Carl Ludvig Thilson Locher was born in Flensburg in the Duchy of Schleswig which was then part of Denmark. From an early age he took an interest in ships and received his first training from his father who painted ship portraits for a living. After the father died, he continued his business for a short while and went on several voyages with ships of the Royal Danish Navy. Struck by the grandeur of the Atlantic Ocean, a voyage to the Danish West Indies made a particular impression on him.
Even before he began his studies at the Royal Danish Academy of Art in 1872, he was encouraged by Holger Drachmann to spend a couple of months in Skagen, the artists colony in the far north of Jutland. He quickly completed paintings of the beach, some with fishing boats or wrecks. He also became interested in the horse-drawn carriage which travelled along the beach on its journey from Frederikshavn. In the 1870s, Locher continued his studies in Paris where he trained at the studio of Léon Bonnat 1875-76, 1878-79. He visited Skagen whenever he was back in Denmark. Ultimately he had a house built there where he lived until his death.
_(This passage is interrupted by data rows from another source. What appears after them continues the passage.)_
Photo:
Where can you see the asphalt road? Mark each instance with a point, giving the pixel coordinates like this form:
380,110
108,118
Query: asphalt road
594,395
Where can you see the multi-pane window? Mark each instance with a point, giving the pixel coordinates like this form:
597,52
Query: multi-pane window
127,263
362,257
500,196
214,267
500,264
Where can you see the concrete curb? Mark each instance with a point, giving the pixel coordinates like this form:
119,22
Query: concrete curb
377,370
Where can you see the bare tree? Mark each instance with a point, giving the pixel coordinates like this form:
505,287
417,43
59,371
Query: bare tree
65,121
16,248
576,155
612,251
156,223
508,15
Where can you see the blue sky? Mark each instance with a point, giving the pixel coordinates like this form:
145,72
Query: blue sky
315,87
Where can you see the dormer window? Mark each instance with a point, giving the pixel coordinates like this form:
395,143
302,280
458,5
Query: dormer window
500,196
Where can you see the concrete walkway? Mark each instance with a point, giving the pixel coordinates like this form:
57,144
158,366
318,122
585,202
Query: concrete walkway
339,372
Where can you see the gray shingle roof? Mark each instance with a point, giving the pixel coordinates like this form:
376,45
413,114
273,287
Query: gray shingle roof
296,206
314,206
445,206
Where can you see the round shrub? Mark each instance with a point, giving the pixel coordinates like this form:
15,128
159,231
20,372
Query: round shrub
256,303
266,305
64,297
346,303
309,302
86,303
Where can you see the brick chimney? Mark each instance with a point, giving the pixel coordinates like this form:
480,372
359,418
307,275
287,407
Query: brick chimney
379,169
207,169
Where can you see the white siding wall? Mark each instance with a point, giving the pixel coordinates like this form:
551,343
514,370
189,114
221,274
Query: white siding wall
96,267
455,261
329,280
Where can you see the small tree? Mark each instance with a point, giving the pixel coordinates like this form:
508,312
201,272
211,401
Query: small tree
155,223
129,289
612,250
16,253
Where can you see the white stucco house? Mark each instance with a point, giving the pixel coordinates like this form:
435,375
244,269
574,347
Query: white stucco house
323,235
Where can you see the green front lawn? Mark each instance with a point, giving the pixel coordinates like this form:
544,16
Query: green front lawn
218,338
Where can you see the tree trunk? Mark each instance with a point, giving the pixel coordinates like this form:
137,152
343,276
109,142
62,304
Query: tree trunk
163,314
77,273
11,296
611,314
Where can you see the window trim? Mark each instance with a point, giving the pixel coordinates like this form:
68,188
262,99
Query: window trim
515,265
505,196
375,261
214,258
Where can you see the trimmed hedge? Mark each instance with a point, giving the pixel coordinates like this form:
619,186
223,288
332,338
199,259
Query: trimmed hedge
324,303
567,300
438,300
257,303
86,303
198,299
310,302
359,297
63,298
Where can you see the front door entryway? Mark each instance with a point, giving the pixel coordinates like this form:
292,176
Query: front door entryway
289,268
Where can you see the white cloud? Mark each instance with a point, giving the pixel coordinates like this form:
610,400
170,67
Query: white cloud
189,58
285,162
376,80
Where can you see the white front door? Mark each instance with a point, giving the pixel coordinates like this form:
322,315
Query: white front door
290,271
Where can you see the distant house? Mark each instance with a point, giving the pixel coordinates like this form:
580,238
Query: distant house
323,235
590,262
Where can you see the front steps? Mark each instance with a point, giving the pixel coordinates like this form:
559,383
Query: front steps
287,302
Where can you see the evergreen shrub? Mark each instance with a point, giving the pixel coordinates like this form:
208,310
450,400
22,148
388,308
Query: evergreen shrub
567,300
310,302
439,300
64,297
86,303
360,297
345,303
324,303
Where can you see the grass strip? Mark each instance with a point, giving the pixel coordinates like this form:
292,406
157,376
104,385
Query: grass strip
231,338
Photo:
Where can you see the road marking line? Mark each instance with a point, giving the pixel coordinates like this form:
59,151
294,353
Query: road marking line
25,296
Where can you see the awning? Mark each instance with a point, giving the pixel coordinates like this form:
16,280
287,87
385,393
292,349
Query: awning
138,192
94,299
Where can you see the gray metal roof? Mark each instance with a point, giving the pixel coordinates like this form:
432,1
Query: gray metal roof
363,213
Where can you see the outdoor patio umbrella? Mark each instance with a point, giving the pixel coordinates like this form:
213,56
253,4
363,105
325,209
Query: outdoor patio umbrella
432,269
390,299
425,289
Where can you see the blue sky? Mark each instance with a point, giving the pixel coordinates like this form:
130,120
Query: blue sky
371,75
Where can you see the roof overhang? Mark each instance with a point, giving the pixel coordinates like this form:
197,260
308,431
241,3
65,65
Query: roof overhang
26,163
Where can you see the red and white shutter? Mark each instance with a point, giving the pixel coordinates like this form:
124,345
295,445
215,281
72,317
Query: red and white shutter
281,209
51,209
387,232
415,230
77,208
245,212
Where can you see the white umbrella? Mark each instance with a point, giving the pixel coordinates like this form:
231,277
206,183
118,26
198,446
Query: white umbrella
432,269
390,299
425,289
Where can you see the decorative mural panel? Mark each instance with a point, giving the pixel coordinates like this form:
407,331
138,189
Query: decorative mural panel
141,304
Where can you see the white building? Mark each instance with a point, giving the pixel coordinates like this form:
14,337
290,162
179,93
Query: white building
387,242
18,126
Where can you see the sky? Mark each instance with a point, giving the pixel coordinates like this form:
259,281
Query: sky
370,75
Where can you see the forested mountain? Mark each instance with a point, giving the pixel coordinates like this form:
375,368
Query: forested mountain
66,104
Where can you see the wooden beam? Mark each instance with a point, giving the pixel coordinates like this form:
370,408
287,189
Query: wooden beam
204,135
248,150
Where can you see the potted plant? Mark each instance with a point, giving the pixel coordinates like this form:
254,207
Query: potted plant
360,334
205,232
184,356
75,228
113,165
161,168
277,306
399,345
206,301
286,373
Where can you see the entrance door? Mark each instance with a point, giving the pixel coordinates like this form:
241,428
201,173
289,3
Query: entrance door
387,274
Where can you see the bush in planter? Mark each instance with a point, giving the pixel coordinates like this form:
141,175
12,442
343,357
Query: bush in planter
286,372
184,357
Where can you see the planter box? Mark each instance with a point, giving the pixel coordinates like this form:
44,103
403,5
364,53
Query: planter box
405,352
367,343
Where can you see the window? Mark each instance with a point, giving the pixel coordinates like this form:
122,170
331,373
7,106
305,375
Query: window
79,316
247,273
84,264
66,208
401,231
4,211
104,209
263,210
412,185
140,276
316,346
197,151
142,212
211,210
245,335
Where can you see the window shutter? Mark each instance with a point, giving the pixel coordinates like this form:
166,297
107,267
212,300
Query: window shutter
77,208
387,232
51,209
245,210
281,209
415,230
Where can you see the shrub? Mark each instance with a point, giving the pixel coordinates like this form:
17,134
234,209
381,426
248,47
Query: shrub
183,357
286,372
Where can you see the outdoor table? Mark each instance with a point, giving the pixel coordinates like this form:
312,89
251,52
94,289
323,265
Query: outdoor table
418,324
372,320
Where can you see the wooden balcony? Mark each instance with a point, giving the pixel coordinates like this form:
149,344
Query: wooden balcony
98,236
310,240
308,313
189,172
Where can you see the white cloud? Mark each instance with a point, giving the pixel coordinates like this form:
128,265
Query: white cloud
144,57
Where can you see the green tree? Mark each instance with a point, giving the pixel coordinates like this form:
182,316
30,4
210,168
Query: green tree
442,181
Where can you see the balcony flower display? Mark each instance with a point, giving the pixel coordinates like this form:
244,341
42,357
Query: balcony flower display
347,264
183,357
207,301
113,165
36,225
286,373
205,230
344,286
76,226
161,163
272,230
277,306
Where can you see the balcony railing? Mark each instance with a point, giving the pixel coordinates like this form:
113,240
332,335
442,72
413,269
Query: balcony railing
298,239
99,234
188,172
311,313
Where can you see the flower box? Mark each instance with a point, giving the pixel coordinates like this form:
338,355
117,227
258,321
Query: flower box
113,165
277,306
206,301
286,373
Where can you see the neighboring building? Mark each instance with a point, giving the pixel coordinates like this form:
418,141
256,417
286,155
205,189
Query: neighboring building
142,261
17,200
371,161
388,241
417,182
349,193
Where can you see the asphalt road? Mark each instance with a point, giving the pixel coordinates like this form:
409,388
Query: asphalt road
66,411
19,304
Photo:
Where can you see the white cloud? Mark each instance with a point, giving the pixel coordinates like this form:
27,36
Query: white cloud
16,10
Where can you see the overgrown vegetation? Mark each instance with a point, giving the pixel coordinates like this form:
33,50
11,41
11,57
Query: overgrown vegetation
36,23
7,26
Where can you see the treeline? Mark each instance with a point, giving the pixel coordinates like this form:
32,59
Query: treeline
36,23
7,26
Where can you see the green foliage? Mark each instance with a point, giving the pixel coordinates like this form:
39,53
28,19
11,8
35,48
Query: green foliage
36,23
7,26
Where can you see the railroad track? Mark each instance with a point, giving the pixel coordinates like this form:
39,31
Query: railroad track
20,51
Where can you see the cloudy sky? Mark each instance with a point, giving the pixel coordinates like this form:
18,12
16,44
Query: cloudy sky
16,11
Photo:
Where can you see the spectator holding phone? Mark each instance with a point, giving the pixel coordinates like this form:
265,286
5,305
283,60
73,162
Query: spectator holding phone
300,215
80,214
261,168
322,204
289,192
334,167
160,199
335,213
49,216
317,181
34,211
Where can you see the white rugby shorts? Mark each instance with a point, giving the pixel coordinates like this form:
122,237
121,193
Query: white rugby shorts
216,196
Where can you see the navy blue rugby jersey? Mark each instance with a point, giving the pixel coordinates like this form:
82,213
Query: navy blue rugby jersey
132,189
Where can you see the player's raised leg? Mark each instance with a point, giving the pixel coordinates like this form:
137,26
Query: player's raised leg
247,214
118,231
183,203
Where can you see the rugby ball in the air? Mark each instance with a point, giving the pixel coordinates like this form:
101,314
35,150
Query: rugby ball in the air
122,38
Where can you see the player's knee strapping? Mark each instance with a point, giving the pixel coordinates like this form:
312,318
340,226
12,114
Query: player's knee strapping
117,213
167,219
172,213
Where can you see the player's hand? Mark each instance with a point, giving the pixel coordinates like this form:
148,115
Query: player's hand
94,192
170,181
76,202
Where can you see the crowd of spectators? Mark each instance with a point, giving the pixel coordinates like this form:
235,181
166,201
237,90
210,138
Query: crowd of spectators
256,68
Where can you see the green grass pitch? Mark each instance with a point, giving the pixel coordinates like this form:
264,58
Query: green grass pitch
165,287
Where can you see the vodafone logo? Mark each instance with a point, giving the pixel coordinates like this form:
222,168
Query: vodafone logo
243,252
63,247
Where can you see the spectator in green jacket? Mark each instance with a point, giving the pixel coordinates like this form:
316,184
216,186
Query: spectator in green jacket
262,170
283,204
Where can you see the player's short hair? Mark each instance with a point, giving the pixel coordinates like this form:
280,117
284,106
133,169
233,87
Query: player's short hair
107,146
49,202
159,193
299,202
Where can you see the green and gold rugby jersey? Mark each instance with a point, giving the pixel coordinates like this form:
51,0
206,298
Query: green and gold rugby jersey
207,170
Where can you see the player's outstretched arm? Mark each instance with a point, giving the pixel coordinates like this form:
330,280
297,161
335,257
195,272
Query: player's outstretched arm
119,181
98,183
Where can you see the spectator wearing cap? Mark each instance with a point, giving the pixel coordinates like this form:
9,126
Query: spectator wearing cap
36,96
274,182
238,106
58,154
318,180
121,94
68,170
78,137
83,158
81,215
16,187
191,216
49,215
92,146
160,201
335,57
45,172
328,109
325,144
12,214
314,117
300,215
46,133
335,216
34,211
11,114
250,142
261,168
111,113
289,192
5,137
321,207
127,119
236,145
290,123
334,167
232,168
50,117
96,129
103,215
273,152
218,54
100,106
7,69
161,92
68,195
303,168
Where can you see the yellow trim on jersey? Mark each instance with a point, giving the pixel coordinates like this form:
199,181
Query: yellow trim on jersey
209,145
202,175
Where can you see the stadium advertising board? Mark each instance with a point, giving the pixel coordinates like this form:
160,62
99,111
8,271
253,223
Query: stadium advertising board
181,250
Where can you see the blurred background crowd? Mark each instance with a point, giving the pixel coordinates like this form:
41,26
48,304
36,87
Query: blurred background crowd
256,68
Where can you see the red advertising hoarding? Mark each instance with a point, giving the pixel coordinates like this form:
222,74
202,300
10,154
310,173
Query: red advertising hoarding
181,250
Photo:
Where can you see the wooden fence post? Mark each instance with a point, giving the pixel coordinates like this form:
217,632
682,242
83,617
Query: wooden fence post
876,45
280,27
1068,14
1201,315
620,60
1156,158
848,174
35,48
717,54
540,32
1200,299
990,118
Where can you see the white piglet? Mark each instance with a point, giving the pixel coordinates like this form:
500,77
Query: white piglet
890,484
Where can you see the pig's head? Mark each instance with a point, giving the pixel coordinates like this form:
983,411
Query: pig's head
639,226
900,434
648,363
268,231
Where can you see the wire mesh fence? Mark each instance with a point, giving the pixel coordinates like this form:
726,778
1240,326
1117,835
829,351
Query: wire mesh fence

As an etcher Locher was regarded among the best and most productive of the Danish artists; From 1885 he made a number of smaller and larger prints, with a lot of picturesque energy. In 1892, he devoted most of his time to the art of etching, and travelled - with support from the Danish state - to Berlin, where he became a student of the excellent copper etching artist professor Hans Meyer (1846-1910) at the Berlin University of the Arts (Hochschule der Künste Berlin). A complete collection of his prints can be found at Skagens Museum.
Supported by the State, he opened an etching school for Danish artists in Copenhagen, where he taught until 1900. Skagen painters such as Anna Ancher and Michael Ancher and P.S. Krøyer attended the school.